В 1920-е интерес к первому в мире социалистическому государству толкал на путешествие в СССР многих интеллектуалов и писателей — помимо Беньямина, это, например, Витгенштейн, Лукач, Каммингс. Для одних это был болезненный опыт, для других — напротив, вдохновляющий. Валерий Лукоянов и Екатерина Шерихова сравнивают советские путешествия двух левых теоретиков, Беньямина и Лукача, столкнувшихся с двумя разными городами в разные периоды, в контексте их расхождений во взглядах на исторический материализм. Прочерчиваемые авторами различия в исходных условиях путешествий двух неомарксистов и их в дальнейшем кардинально расходящиеся судьбы предъявляют нам возвышенную картину истории межвоенного времени. Этот аспект историчности исследует в своей статье Семен Травников. На материале ранних текстов Беньямина и «Пассажей», а также обращаясь к обширной дискуссии вокруг беньяминовского понятия ауры, он показывает тесную связь между ним и переживаемой историчностью объектов.
Завершают номер статьи, рассматривающие идеи Беньямина в широком теоретическом контексте.
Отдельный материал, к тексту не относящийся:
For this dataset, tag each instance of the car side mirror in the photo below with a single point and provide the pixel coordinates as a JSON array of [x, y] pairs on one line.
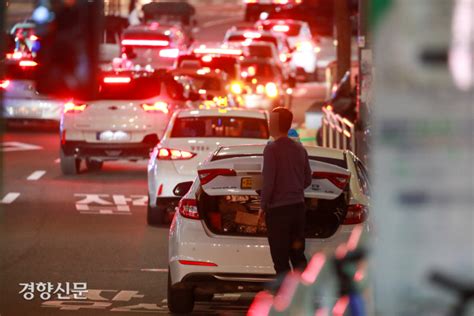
[[182, 188]]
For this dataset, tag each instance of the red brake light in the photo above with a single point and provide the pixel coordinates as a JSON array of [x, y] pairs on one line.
[[281, 28], [198, 263], [143, 42], [169, 53], [28, 63], [4, 84], [339, 180], [174, 154], [71, 107], [252, 35], [159, 106], [188, 208], [208, 175], [356, 214], [117, 80]]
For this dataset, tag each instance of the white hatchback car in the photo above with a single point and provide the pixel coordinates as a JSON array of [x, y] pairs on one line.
[[217, 240], [189, 139], [124, 121]]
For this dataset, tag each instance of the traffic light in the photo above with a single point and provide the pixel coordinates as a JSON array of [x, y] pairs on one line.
[[70, 32]]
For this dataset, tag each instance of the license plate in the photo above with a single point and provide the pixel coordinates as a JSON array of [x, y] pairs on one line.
[[246, 183], [113, 136]]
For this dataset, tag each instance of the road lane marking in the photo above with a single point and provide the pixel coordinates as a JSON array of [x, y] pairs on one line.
[[17, 146], [108, 204], [10, 198], [36, 175], [154, 270]]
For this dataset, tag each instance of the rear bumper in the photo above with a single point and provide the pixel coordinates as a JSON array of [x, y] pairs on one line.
[[224, 282], [110, 151]]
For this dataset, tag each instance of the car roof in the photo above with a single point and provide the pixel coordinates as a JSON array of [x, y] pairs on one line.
[[223, 112], [258, 150]]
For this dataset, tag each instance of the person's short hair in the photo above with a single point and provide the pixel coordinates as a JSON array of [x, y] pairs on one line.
[[285, 118]]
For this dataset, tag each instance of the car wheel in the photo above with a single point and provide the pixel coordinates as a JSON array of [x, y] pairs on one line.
[[180, 300], [154, 215], [94, 165], [70, 165]]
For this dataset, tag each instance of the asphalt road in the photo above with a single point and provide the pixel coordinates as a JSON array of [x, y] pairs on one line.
[[92, 227]]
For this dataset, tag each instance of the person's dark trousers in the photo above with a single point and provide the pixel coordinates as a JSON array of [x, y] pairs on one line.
[[286, 237]]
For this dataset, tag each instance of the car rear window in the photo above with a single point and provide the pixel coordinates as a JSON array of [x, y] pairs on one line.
[[241, 38], [136, 89], [333, 161], [288, 29], [224, 63], [258, 70], [219, 126]]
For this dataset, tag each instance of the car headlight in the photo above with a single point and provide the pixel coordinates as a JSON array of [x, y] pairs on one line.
[[271, 90]]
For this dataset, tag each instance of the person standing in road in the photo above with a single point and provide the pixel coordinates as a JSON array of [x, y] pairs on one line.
[[286, 174]]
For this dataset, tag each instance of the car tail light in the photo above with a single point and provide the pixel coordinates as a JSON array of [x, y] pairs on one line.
[[271, 90], [28, 63], [4, 84], [169, 53], [281, 28], [283, 57], [142, 42], [305, 45], [339, 180], [206, 176], [174, 154], [117, 80], [356, 214], [252, 35], [159, 106], [188, 208], [198, 263], [236, 88], [71, 107]]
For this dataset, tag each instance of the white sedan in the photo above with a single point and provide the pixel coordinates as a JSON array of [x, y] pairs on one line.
[[190, 137], [217, 240], [124, 121]]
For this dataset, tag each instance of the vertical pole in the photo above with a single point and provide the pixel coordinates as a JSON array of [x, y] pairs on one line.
[[343, 36]]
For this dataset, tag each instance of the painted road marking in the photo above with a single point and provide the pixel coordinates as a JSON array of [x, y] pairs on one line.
[[106, 204], [36, 175], [10, 198], [17, 146], [134, 301]]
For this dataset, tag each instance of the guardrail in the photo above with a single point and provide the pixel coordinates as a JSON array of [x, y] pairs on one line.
[[337, 131], [328, 286]]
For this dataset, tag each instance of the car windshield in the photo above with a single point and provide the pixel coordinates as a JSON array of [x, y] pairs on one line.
[[260, 51], [226, 64], [215, 126], [258, 70], [206, 83], [266, 39], [288, 29]]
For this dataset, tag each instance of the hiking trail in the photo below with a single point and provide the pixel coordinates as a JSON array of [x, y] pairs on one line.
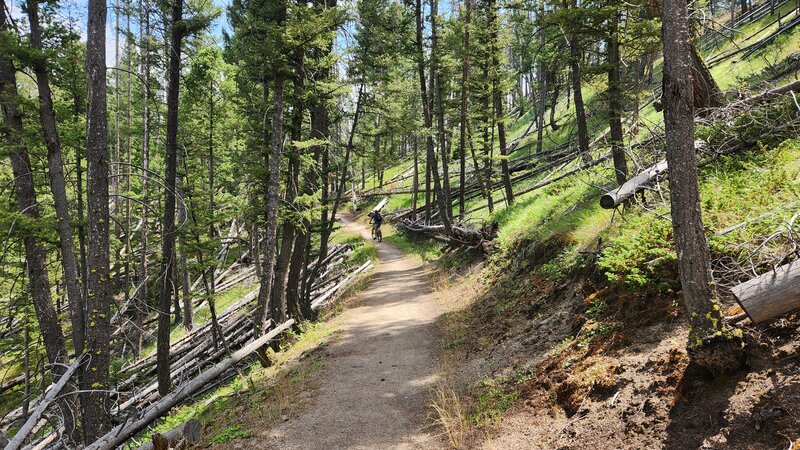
[[379, 369]]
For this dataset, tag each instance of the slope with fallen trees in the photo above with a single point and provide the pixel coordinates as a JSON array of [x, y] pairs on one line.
[[198, 362]]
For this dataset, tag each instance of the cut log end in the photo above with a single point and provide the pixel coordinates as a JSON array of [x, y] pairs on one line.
[[607, 202]]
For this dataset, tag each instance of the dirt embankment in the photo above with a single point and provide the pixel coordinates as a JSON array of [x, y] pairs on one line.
[[584, 366]]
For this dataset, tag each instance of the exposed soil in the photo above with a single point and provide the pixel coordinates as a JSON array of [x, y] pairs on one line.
[[379, 369], [628, 387]]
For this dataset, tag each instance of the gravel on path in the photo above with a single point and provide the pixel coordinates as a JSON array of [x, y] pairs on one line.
[[379, 371]]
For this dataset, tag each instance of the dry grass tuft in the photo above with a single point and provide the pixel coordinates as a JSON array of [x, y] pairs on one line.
[[449, 413]]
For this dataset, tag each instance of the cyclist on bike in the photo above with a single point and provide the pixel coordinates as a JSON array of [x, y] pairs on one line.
[[376, 219]]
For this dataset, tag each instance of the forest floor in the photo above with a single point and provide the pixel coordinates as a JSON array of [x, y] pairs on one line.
[[379, 369]]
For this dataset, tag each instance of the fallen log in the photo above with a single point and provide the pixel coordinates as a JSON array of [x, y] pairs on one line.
[[52, 393], [322, 300], [772, 294], [122, 432], [629, 188], [184, 435], [473, 238]]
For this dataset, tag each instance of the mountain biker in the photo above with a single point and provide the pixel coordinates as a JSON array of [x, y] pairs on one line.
[[376, 219]]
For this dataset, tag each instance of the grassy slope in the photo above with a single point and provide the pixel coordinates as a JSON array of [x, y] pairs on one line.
[[258, 397], [562, 316]]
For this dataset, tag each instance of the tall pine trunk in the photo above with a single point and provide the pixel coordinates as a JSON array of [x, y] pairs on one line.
[[462, 139], [171, 161], [440, 127], [498, 94], [264, 311], [426, 107], [711, 344], [143, 291], [58, 185], [96, 418], [615, 101], [580, 110], [35, 255]]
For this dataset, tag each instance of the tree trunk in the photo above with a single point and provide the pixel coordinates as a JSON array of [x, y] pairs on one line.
[[542, 93], [498, 100], [171, 161], [707, 93], [96, 418], [615, 106], [711, 343], [580, 113], [143, 291], [58, 185], [35, 255], [426, 107], [440, 127], [462, 139], [263, 312], [182, 279]]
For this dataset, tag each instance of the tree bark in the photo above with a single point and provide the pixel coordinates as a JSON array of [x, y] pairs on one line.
[[440, 126], [182, 279], [462, 139], [498, 94], [707, 93], [96, 419], [58, 185], [426, 107], [580, 112], [168, 240], [263, 312], [615, 101], [711, 343], [25, 196]]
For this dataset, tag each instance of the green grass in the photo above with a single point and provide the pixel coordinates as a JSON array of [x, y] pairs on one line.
[[424, 249], [257, 393]]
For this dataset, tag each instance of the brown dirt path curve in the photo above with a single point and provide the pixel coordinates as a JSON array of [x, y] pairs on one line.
[[379, 370]]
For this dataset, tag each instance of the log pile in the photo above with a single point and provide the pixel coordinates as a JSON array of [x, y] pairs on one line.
[[198, 363], [729, 137], [771, 294], [463, 237]]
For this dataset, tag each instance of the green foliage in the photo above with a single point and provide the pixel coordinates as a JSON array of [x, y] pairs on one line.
[[641, 255], [492, 402], [232, 433]]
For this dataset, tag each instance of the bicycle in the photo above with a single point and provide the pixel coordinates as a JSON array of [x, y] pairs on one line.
[[376, 234]]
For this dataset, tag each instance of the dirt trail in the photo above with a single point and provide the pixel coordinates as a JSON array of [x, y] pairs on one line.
[[379, 371]]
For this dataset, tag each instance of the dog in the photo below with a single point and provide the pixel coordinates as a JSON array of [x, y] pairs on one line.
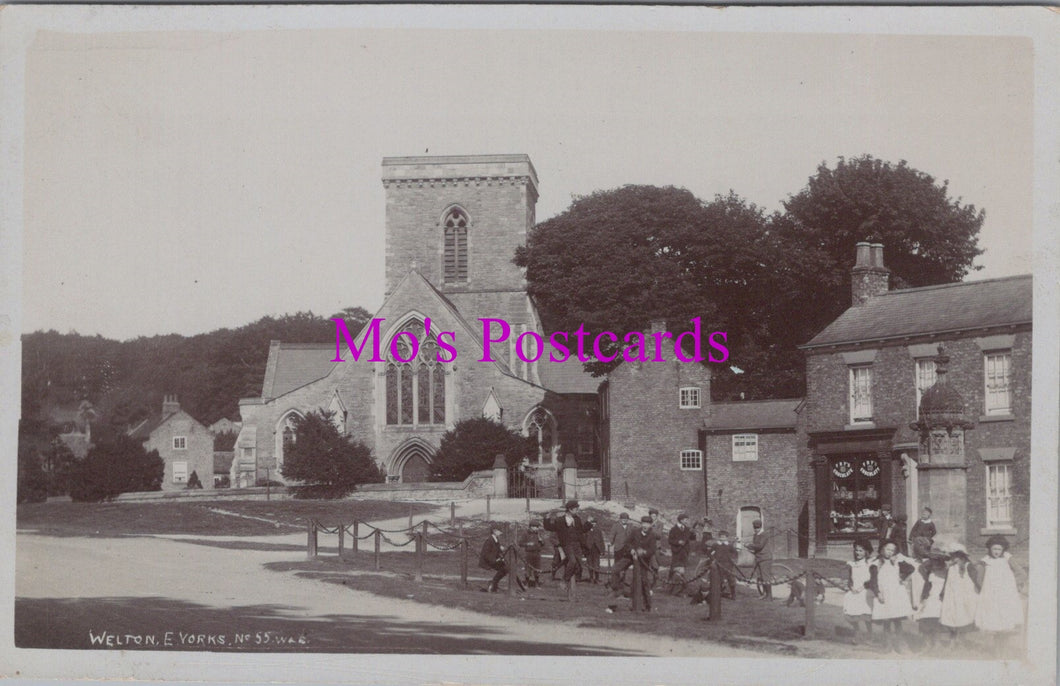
[[798, 593]]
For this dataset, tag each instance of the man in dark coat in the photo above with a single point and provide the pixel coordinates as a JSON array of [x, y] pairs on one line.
[[761, 545], [681, 545], [568, 529], [639, 549], [925, 530], [532, 543], [594, 548], [492, 557]]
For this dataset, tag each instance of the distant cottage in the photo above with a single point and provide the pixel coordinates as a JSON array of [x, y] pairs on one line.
[[183, 443]]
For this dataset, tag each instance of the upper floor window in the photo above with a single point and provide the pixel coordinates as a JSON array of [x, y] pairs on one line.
[[416, 389], [861, 394], [691, 460], [455, 226], [999, 495], [180, 472], [997, 377], [744, 447], [690, 398], [925, 377]]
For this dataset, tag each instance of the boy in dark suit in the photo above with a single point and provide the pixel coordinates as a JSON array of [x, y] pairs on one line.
[[492, 557], [532, 544]]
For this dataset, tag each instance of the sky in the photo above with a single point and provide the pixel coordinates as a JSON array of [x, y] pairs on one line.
[[184, 181]]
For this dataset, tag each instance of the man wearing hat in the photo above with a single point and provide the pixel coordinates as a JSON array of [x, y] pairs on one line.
[[492, 557], [681, 544], [532, 543], [639, 548], [761, 545], [594, 548], [569, 529]]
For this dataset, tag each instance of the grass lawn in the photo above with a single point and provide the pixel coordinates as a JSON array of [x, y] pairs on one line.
[[205, 517]]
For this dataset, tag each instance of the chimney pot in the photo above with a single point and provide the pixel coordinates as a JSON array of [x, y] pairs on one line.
[[878, 256], [864, 256]]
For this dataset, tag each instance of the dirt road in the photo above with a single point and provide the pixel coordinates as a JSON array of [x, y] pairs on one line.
[[153, 593]]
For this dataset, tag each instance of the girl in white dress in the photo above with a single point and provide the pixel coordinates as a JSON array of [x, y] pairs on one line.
[[960, 596], [893, 603], [858, 601], [1001, 607]]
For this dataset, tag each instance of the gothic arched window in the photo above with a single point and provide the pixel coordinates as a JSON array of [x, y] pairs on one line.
[[455, 225], [286, 435], [416, 389], [541, 425]]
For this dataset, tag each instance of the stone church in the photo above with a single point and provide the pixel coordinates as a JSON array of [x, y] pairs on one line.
[[452, 228]]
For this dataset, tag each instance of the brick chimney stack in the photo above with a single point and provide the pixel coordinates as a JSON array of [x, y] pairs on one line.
[[869, 277], [170, 405]]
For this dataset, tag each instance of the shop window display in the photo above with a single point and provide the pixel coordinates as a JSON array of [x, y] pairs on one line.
[[855, 488]]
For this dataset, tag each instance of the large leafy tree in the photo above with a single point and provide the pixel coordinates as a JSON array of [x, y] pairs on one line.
[[928, 236], [116, 463], [327, 462], [474, 444]]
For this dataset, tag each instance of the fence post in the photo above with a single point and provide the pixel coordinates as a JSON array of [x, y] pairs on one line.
[[420, 545], [716, 592], [810, 598], [378, 535], [463, 560], [510, 561], [311, 543], [635, 591]]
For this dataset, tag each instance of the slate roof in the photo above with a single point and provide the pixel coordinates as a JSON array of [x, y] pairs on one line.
[[296, 366], [933, 310], [223, 461], [567, 376], [752, 415], [143, 431]]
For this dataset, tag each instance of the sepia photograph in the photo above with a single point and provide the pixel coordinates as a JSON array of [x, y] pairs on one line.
[[529, 344]]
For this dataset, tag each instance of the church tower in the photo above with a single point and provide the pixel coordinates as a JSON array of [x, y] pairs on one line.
[[458, 221]]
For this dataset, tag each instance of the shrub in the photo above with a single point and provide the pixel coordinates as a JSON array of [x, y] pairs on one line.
[[473, 444], [117, 464], [328, 463]]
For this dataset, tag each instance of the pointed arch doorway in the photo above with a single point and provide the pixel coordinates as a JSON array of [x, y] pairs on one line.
[[411, 462]]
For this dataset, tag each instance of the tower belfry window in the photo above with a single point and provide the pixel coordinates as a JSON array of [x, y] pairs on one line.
[[455, 226]]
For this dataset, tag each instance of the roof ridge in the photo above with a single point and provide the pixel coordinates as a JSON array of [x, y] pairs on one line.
[[955, 283]]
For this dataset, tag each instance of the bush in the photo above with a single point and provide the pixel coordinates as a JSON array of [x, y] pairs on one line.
[[117, 464], [473, 444], [328, 463]]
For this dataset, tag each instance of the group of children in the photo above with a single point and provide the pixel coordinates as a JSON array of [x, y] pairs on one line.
[[940, 588]]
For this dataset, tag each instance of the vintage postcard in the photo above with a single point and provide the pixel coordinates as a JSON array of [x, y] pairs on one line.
[[527, 344]]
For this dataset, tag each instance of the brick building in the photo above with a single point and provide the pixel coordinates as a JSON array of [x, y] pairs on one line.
[[665, 443], [751, 454], [867, 442], [452, 228], [183, 443]]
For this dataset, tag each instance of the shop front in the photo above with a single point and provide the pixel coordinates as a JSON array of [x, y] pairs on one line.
[[853, 486]]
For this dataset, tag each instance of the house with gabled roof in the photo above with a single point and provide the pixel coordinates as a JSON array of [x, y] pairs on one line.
[[919, 398], [452, 227], [183, 443]]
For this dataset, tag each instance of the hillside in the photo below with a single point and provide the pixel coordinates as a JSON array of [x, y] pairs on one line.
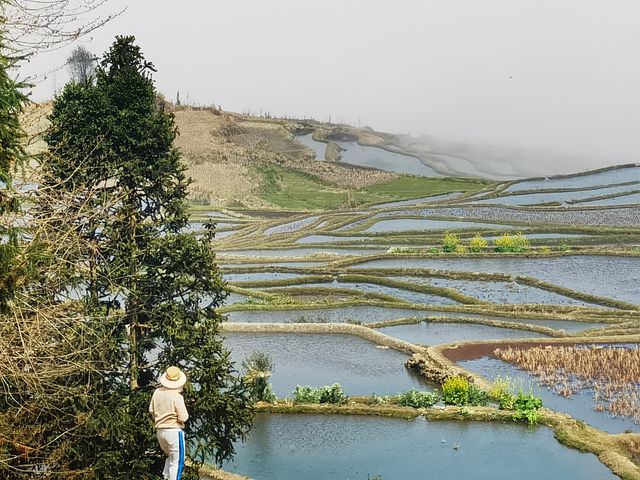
[[248, 162]]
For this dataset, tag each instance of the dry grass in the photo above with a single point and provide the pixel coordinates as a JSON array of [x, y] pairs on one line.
[[612, 373]]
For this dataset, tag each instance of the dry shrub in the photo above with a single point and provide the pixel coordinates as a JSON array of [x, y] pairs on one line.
[[612, 373]]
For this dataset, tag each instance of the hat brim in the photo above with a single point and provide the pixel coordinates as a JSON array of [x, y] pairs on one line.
[[165, 382]]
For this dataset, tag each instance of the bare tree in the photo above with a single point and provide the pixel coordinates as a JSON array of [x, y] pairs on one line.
[[81, 64], [35, 25]]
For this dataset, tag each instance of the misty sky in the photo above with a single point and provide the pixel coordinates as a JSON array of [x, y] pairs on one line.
[[554, 74]]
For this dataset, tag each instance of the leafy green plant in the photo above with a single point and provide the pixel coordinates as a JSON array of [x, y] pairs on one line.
[[378, 400], [259, 367], [501, 392], [450, 242], [455, 391], [512, 243], [477, 396], [526, 408], [417, 399], [402, 250], [461, 249], [327, 394], [478, 244]]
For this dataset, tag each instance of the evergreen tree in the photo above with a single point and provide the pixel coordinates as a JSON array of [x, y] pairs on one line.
[[110, 148]]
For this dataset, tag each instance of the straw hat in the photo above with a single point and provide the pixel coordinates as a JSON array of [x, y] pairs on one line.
[[173, 378]]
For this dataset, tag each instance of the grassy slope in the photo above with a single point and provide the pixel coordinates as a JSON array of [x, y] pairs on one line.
[[289, 189]]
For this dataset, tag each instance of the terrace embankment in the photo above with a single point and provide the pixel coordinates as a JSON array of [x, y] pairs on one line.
[[473, 350], [324, 328], [614, 451]]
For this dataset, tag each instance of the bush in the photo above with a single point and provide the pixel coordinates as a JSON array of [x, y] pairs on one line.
[[258, 368], [477, 396], [450, 242], [455, 391], [526, 407], [402, 250], [501, 392], [377, 400], [418, 399], [512, 243], [327, 394], [306, 394], [461, 249], [478, 244]]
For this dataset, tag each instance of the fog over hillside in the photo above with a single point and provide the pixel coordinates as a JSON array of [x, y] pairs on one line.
[[548, 86]]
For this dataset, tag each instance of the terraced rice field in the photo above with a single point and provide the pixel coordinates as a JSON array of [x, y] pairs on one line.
[[360, 312]]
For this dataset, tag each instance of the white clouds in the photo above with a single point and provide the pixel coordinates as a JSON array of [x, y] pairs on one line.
[[533, 73]]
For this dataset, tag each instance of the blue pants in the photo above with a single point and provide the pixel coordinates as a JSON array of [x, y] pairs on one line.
[[172, 444]]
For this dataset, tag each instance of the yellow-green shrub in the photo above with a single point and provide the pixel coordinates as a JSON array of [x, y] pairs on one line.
[[512, 243], [450, 242], [455, 391], [478, 244]]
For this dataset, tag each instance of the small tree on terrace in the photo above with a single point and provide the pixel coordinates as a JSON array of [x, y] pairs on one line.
[[81, 64], [113, 139]]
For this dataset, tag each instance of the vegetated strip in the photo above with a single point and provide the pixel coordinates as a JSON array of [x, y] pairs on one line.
[[375, 276], [477, 349], [612, 450], [550, 312], [552, 332], [324, 328]]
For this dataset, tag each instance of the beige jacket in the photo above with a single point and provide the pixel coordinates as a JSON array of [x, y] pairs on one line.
[[168, 409]]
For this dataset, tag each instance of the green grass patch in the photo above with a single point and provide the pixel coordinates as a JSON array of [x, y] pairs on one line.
[[407, 187], [293, 190]]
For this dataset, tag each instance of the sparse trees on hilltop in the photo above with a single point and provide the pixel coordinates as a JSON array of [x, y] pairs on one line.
[[112, 142]]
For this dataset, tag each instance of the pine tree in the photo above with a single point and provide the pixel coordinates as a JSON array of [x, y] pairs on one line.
[[110, 148]]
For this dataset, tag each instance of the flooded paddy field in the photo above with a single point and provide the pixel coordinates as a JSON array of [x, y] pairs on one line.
[[426, 333], [579, 405], [358, 365], [400, 224], [298, 252], [562, 197], [582, 284], [620, 216], [608, 276], [592, 180], [317, 447], [380, 159], [499, 292]]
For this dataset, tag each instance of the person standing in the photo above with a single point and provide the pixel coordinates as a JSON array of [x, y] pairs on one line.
[[169, 415]]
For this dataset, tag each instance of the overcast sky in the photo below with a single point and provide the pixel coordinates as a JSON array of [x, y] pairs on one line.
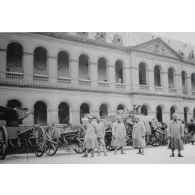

Игорь Чубаров сопоставляет их в аспекте теории медиа с русским левым авангардом, в частности с работами Сергея Третьякова и круга «ЛЕФ», кинематографическими работами Пудовкина, Эйзенштейна и Вертова. Петер Вайбель в свою очередь рассматривает интерпретации беньяминовского позитивного истолкования насилия как чистого средства (Деррида, Агамбен и другие) в контексте основных вех теории насилия в XX веке (Фрейд, Шмитт, Агамбен).